Many non-SQL DBs had query languages that were broken Javascript-ish versions of SQL. Of course, this is wrong, and people will eventually adopt SQL instead. But if your data model isn't anything like relational DBs, non-SQL makes a ton of sense. OP seems to miss exactly this, that the Redis query language is shaped on the Redis data model, that is basically alien to the relational model.
The idea behind Redis data model is that "describe data" then "query those data in random ways" is conceptually nice but practically will not model very well many use cases. SQL databases plagued tech with performance issues for decades because of that. So Redis says instead: you need to put your data thinking about fundamental things like data structures and access times and the way you'll need those data back. And the API reflects this.
You don't have to automatically agree with that. But you have to understand that, then provide your "I'm against" arguments. Especially if you are in front of young people listening to you.
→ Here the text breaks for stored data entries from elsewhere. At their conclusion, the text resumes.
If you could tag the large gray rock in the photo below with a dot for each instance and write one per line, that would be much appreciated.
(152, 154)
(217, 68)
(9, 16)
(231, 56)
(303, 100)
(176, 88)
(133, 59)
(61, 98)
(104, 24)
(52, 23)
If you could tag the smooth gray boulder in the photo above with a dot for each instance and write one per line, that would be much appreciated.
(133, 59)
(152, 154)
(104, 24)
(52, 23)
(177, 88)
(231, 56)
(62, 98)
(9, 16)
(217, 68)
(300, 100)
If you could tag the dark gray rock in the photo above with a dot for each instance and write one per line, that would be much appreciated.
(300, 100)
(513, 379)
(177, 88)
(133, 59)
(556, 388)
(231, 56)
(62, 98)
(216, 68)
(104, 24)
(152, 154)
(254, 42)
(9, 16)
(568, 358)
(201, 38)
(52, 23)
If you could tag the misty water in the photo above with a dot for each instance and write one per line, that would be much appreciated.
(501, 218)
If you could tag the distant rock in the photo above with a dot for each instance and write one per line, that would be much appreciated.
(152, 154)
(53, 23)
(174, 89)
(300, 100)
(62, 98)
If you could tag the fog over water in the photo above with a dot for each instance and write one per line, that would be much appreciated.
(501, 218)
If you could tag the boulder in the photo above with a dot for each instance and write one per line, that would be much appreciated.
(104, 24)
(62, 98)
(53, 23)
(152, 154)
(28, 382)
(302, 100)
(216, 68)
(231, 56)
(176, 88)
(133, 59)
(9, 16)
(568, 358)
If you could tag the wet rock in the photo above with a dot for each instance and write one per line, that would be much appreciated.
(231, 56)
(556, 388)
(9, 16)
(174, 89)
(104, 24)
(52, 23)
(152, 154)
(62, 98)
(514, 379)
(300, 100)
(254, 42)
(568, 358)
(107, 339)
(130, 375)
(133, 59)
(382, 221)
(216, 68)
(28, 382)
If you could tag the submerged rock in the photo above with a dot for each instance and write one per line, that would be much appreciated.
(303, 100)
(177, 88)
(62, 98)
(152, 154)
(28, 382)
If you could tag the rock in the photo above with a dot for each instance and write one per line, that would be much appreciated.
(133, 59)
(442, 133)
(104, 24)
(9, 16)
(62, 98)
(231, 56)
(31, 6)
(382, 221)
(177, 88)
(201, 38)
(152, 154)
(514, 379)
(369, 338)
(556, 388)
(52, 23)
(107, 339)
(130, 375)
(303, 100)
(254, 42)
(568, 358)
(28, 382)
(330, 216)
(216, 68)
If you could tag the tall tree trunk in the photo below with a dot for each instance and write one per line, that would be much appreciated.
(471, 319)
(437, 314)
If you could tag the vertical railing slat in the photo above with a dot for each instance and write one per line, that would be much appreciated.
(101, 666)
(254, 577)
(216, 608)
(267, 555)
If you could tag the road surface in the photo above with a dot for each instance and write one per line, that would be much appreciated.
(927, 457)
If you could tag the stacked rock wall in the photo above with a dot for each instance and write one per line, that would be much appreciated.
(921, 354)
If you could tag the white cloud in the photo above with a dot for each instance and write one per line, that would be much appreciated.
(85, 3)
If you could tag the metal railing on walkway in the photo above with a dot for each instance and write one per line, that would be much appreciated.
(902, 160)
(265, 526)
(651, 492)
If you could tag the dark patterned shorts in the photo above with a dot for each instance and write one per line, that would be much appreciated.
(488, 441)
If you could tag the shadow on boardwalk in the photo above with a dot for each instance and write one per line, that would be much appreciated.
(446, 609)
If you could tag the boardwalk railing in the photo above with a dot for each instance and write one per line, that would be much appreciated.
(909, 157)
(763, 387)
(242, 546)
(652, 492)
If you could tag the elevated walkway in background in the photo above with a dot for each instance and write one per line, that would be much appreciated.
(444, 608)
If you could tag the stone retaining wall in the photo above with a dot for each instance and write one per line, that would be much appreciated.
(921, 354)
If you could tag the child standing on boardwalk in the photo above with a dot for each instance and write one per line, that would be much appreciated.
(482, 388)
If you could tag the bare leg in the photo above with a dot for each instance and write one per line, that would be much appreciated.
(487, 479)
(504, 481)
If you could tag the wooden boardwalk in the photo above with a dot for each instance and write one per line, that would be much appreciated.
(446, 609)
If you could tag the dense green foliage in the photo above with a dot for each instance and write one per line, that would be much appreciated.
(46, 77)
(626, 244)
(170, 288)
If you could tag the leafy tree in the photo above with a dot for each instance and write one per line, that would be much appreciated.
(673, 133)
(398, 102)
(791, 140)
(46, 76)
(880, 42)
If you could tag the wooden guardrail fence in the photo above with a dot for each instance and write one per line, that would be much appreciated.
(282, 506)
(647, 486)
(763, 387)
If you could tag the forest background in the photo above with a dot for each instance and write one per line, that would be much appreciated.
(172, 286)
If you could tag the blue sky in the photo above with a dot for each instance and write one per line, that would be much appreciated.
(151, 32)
Agreed. Many noSQL-boom-era databases eventually bolted on a SQL-esque layer, but that was also because they were mostly also all targeting "enterprise database" use cases and customers who both expected that and whose use cases largely fit with it. So, there was a lot of pressure to conform to norms when the advantage of not doing so wasn't immediately self-evident.
We have a database [1] and query language [2] that's tailored to storing & querying trace/telemetry data produced by different layers and components of cyber-physical systems for systems engineers to analyze, verify, and validate what a complex system is doing. It's not quite a traditional relational problem. It's not quite a traditional time series problem. It's not quite a traditional graph problem.
Addressing the way that systems engineers think about their domain in an effective way required coming up with something different. Are there caveats and rough edges? Sure. But, they're a lot less pernicious and onerous than the alternative of trying to leverage a bunch of ill-fitting menageries of different solutions.
Redis is fit-for-purpose. So, it makes sense that its query interface would also express that.
>But if your data model isn't anything like relational DBs, non-SQL makes a ton of sense. OP seems to miss exactly this, that the Redis query language is shaped on the Redis data model, that is basically alien to the relational model.
Sure...but all roads lead back to SQL eventually. Another recent example also mentioned in the OP is BigTable adopting SQL.
For what it's worth, SQL kind of sucks. It's just the de facto choice because it's extremely widespread and good enough for 80% of the use cases out there and what's missing can be kludged on top of it, either by specific DB vendors, or by various extensions.
It's not too hard to come up with alternatives that improve upon individual aspects of SQL like https://prql-lang.org/ but the barrier of entry is about as high as trying to make a huge social media network, most attempts will remain niche.
Then again, most software kind of sucks, it's just that some of it also works. For example, the Linux FHS reads like an overcomplicated structure that is the way it is for historical reasons, but works in practice.